Perhaps she has only just begun to scratch the surface with her clever and flirty jigsaw belt: colorful blocks of wood on a clear strap that almost becomes a floating work of art.

But before you assume that all of this wood love is bad for the planet, rest assured that many designers value the forests they source from and are keen to giving back as much as they get. L.A. based WeWood produces its rustic but modern men’s and women’s wood watches with a firm and green business mantra: One watch. One tree. One planet.

"WeWood’s timepieces are as natural as the trees in the forests which it helps refill. WeWood plants one tree for each watch sold," say co-founders Daniele Guidi and Alessandro Rosano.

Wood Thumb; Grove

Reclaimed wood is another popular way to get the look without the negative global impact. Micah Stumpf, designer for Wood Thumb, a San Francisco purveyor of wooden bow ties and convertible clutches, is a fan of this method: "Fortunately wood lasts, which means there is a lot of wood reclaimed from old buildings that get torn down. This is the wood we use."
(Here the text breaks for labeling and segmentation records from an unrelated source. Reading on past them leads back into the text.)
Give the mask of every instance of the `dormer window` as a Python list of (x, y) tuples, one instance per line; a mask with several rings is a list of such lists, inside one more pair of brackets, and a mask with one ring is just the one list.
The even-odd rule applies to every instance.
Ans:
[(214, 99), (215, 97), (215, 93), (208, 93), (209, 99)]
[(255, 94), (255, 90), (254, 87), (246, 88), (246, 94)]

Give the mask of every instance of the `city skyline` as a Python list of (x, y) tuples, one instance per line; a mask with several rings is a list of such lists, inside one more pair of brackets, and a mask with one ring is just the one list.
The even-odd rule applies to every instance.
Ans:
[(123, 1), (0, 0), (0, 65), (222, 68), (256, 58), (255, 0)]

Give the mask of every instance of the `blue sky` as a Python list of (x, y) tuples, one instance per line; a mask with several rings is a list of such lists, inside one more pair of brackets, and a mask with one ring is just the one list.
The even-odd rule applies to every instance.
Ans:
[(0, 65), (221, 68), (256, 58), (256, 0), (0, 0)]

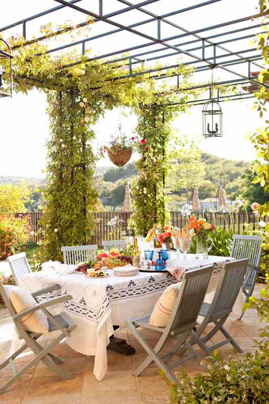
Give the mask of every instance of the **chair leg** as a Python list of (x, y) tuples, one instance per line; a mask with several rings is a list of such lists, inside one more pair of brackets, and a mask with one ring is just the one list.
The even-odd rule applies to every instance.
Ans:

Wood Thumb also makes a cheeky "six pack" holder for making quite the entrance to a house party (if your bow tie didn’t already). They’re well aware of this impact too. "A wood tie gets people talking and interacting in a new or unexpected way, just because there is something unique about it," Stumpf says.

If wearing wood, however, still seems like a stiff proposition, perhaps a phone, laptop or tablet cover from Portland, Oregon’s Grove is easier to handle. Grove offers a multitude of wood carved patterns and motifs, and custom styling is available too.

Co-founders and lead designers Ken Tomita and Joe Mansfield also illustrate a surprising benefit of a wood covering for one of your most handled daily objects: "Because we use natural hand rubbed oil finishes, our customers form a bond with their products that is different from say their metal or plastic phone. Rather than degrading over time as the perfect surfaces get nicked and scratched, our case will patina nicely over time with handling like a piece of antique furniture."

Once again the beauty of wooden accessories is easy to grasp.